Vous avez acheté les œuvres complètes de l’auteur de polars suédois très en vogue Henning Mankell sur Amazon? Attendez-vous à ce que le site vous propose à chaque nouvelle connexion des livres d’Arnaldur Indridason (auteur de polars islandais très en vogue) ou de Jo Nesbo (auteur de polars norvégien très en vogue). C’est que tout achat ou simple visite sur un site, voire une requête sur Internet, laisse d’innombrables traces, que les sites recensent en particulier via des petits fichiers appelés cookies. Les informations ainsi recueillies sont évidemment utilisées à des fins commerciales, pour cibler les publicités qui s’affichent sur le moteur de recherche en fonction de vos intérêts, ou pour vous faire des suggestions d’achats. C’est là une identité un peu différente encore qui est saisie, puisqu’elle comprend nos goûts et nos intérêts – elle a donc une dimension plus psychologique, «ce qui d’ailleurs a un effet repoussoir sur certains utilisateurs qui n’apprécient pas d’être ainsi catégorisés», commente David-Olivier Jaquet-Chiffelle.

«Les entreprises ne sont pas les seules à s’intéresser à nos goûts et nos centres d’intérêt – les Etats aussi», poursuit le professeur. Les e-mails que s’échangent les particuliers peuvent être lus, des sites ou des forums sensibles surveillés pour remonter la trace des participants. Depuis le 11-Septembre, l’affaiblissement des lois protégeant la sphère privée a été décidé dans le but de lutter contre le terrorisme. Mais les révélations d’Edward Snowden sur les pratiques de la NSA montrent que les Etats-Unis ont très largement utilisé les moyens technologiques à leur disposition pour pénétrer les identités des utilisateurs d’Internet – à tel point que des citoyens lambda absolument pas impliqués dans des activités criminelles se sont retrouvés empêchés d’embarquer à bord d’un avion en partance pour les USA parce qu’un e-mail contenant le mot «bombe» avait alerté les services de surveillance…

Comment sera utilisée notre identité numérique dans le futur?

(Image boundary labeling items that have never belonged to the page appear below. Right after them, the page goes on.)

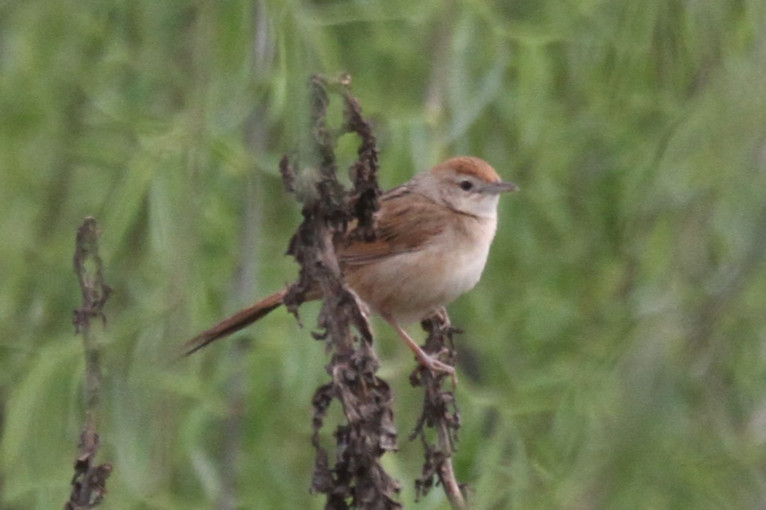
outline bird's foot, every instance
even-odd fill
[[[457,374],[455,372],[454,367],[437,359],[436,356],[426,354],[423,351],[421,351],[421,353],[422,353],[422,356],[417,357],[417,362],[421,365],[430,370],[434,375],[439,374],[449,375],[450,378],[452,379],[452,387],[457,387]]]

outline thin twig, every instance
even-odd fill
[[[98,254],[99,229],[96,220],[85,218],[77,229],[74,250],[74,272],[80,281],[83,305],[74,311],[73,322],[77,332],[83,335],[85,347],[85,424],[80,435],[78,453],[74,459],[72,491],[66,510],[92,508],[103,500],[106,479],[112,472],[111,464],[93,466],[100,446],[96,433],[97,411],[101,387],[100,347],[90,332],[90,320],[99,319],[106,323],[103,306],[112,289],[103,281],[101,257]]]
[[[447,311],[439,310],[433,317],[423,322],[423,329],[428,332],[424,351],[429,354],[446,353],[447,362],[454,365],[455,348],[452,336],[458,330],[450,325]],[[455,476],[452,455],[457,443],[457,431],[460,427],[460,414],[455,395],[441,389],[444,374],[434,375],[430,371],[416,369],[410,378],[414,386],[423,386],[424,397],[423,413],[411,440],[420,438],[425,450],[425,461],[421,477],[415,481],[416,497],[426,495],[434,485],[434,478],[439,480],[444,493],[453,508],[467,508],[465,488]],[[430,444],[426,436],[426,428],[436,429],[437,441]]]
[[[375,137],[351,95],[348,77],[337,81],[313,77],[311,80],[312,136],[319,177],[313,183],[316,193],[303,204],[303,222],[290,241],[288,253],[301,269],[284,302],[296,312],[309,292],[319,291],[323,298],[318,320],[321,331],[315,338],[326,340],[332,352],[327,366],[331,381],[318,388],[313,399],[316,460],[312,492],[326,495],[325,508],[329,510],[393,510],[401,508],[395,499],[400,485],[381,465],[382,456],[397,449],[393,396],[388,384],[376,375],[380,363],[372,348],[372,333],[360,302],[343,283],[333,242],[337,236],[374,234],[380,195]],[[326,123],[329,90],[345,103],[345,123],[340,129],[332,130]],[[355,185],[351,190],[338,181],[335,156],[336,137],[348,131],[357,132],[361,139],[359,157],[352,167]],[[293,191],[296,169],[286,157],[280,168],[286,187]],[[355,229],[347,232],[352,224]],[[333,400],[340,403],[345,417],[334,433],[334,463],[320,440]]]

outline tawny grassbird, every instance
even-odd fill
[[[394,328],[421,365],[453,380],[454,369],[426,354],[403,327],[473,288],[495,237],[499,195],[516,189],[482,159],[453,158],[381,195],[373,240],[336,247],[346,284]],[[286,293],[275,293],[202,332],[185,351],[254,322],[283,304]]]

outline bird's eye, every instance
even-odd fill
[[[463,191],[467,191],[473,188],[473,183],[470,181],[460,181],[460,184],[458,185]]]

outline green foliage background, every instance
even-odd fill
[[[169,359],[293,279],[277,162],[305,146],[308,76],[342,71],[385,187],[471,154],[522,190],[450,308],[475,507],[766,506],[762,0],[0,2],[0,506],[68,495],[91,214],[114,288],[103,508],[322,507],[316,306]],[[386,466],[405,506],[445,508],[412,502],[421,395],[376,325]]]

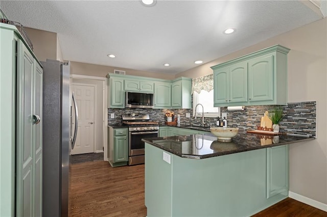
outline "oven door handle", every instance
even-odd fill
[[[157,133],[157,131],[151,131],[151,132],[131,132],[132,135],[137,135],[139,134],[154,134]]]

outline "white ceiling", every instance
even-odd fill
[[[65,60],[170,74],[322,18],[298,1],[158,0],[149,7],[138,0],[2,0],[0,6],[11,20],[57,33]],[[236,32],[223,34],[228,28]]]

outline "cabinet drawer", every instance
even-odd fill
[[[127,129],[114,129],[113,133],[114,135],[125,135],[127,134]]]

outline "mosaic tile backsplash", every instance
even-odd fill
[[[302,102],[288,103],[280,107],[283,110],[283,117],[279,123],[280,131],[295,134],[316,136],[316,102]],[[273,105],[255,105],[245,106],[243,111],[227,111],[226,107],[221,108],[221,112],[227,113],[227,126],[239,127],[239,133],[246,133],[246,130],[256,129],[260,125],[261,118],[266,111],[271,111]],[[152,108],[108,108],[108,125],[122,123],[122,114],[126,113],[149,114],[152,121],[165,124],[167,111],[180,115],[181,125],[200,125],[202,118],[195,119],[192,109],[152,109]],[[115,118],[110,119],[110,114],[114,113]],[[191,118],[186,118],[186,113],[191,114]],[[206,126],[216,124],[217,118],[204,118]]]

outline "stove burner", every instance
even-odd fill
[[[123,123],[127,125],[158,125],[159,123],[156,121],[123,121]]]

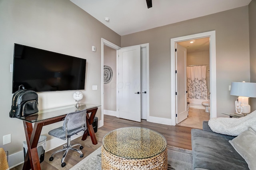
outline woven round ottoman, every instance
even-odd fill
[[[162,134],[149,129],[116,129],[102,140],[102,170],[166,170],[166,146]]]

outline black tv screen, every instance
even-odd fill
[[[84,89],[86,60],[14,44],[12,93]]]

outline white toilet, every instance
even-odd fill
[[[205,112],[210,112],[210,100],[207,102],[202,102],[202,105],[205,107]]]
[[[207,102],[202,102],[202,105],[205,107],[205,112],[210,112],[210,93],[208,93],[208,101]]]

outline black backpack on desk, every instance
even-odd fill
[[[20,89],[20,87],[22,89]],[[23,85],[13,94],[10,118],[18,118],[30,115],[38,112],[37,94],[33,90],[25,89]]]

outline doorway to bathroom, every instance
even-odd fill
[[[175,68],[171,74],[172,80],[175,78],[172,89],[176,93],[175,98],[172,96],[175,108],[172,107],[171,113],[176,117],[175,124],[202,128],[203,120],[216,117],[215,44],[214,31],[171,39],[171,56],[174,57],[171,64]],[[209,108],[212,114],[202,105],[208,101],[212,103]]]

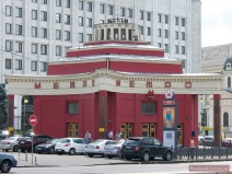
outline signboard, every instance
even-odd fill
[[[28,118],[28,123],[31,126],[35,126],[37,124],[37,117],[35,115],[31,115]]]

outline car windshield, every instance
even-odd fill
[[[124,142],[125,144],[135,144],[138,146],[139,144],[139,139],[127,139],[126,142]]]

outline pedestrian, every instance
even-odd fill
[[[85,134],[85,136],[84,136],[84,139],[85,139],[85,141],[89,142],[89,143],[92,141],[92,136],[91,136],[91,134],[90,134],[89,131],[86,131],[86,134]]]
[[[116,138],[117,141],[120,140],[120,131],[117,131],[117,134],[115,135],[115,138]]]
[[[190,138],[190,158],[194,159],[194,152],[195,152],[195,141],[194,138]]]
[[[113,130],[111,130],[111,131],[108,132],[108,139],[109,139],[109,140],[113,140],[113,139],[114,139]]]

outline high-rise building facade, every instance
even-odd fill
[[[92,26],[113,18],[141,25],[141,40],[181,59],[184,72],[200,72],[200,0],[8,0],[0,7],[0,82],[4,74],[46,74],[49,61],[93,40]]]

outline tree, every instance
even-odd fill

De plus en plus, nos identités sont faites d’éléments matériels et d’éléments numériques: la «réalité», c’est désormais le cumul des deux. Un excellent exemple de cette juxtaposition est le passeport biométrique: un document papier, complété par une puce qui contient sous forme numérisée des éléments constitutifs de notre identité physique tels que la taille ou surtout les empreintes digitales. Autre évolution irréversible: la multiplication de nos identités, de nos profils. Il y a trois ans encore, nombreuses étaient les personnes actives sur Facebook, et c’est tout. Désormais, on existe aussi sur Twitter, Instagram, Tumblr…

Pour ce qui est des conséquences sur notre vie «physique», «certains envisagent un environnement de plus en plus intelligent, qui utilisera les informations recueillies dans les interactions avec les objets du quotidien pour faire du profiling en temps réel à grande échelle et anticiper nos besoins», constate David-Olivier Jaquet-Chiffelle. Ou quand les machines font du profilage façon criminologue du FBI… Vous avez l’habitude de commencer la journée par boire un café, dès que le réveil sonne? Votre cafetière, connectée à votre alarme, se mettra en marche tous les matins dès qu’elle sonnera. De même, votre ordinateur au bureau sortira de sa veille à 8h00, parce qu’il sait que c’est à cette heure-là que vous arrivez – et qu’il saura que vous venez d’entrer dans le bâtiment puisque le passage de votre badge sous-cutané a été enregistré. Bref, le rêve! Ou le cauchemar?